En premier lieu, l’installation présente un jeu de mot visuel basé sur la contradiction entre le sens linguistique qui la constitue d’une part (“sortie”) et la barrière qu’elle pose dans l’espace réel d’autre part.
Sur un point plus théorique, le projet s’apparente fortement à nos recherches artistiques concernant la nature de l’interface. Spécialement lorsque notre travail tourne autour de l’ambiguïté inhérente de l’interface, nous donnant à la fois un accès à de nouveaux territoires et nous séparèrent simultanément d’autres parties de la réalité. Comme une interface, notre mur “promet” une sortie, un accès à l’autre coté en même temps que d’être une séparation physique.
Essentiellement, cette ambiguïté n’est pas une particularité réservée à notre “mur-sortie” mais s’applique en fin de compte à tous les murs. Tandis qu’un mur limite un espace, il implique aussi un espace derrière, l’autre coté pour ainsi dire. Selon la fonction spécifique, le contexte et la perspective (au sens large) de celui qui se trouve devant, tous les murs peuvent endosser différentes significations en même temps, signe de protection, de propriété, de richesse mais encore de défenses, d’exclusion, d’ oppression, signe d’espoir ou de désespoir, de salut ou de souffrance, de paix ou de guerre, etc.
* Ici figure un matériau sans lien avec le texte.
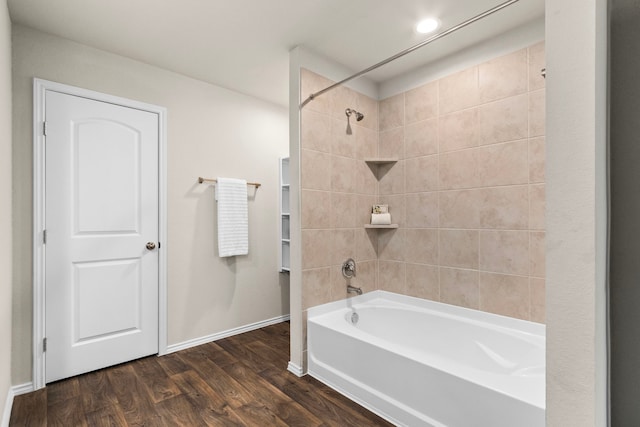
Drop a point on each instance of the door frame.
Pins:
(39, 213)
L’important avec notre “mur-sortie” est qu’il n’assume pas en lui-même de signification spécifique mais grâce à sa nature contradictoire évidente il témoigne de l’ambivalence intrinsèque au mur réel. C’est pourquoi nous sommes très enthousiaste à l’idée d’adapter le mur à différents sites et dans différents contextes afin d’amplifier la multitude des histoires (contradictoires) que les murs réels auraient à raconter.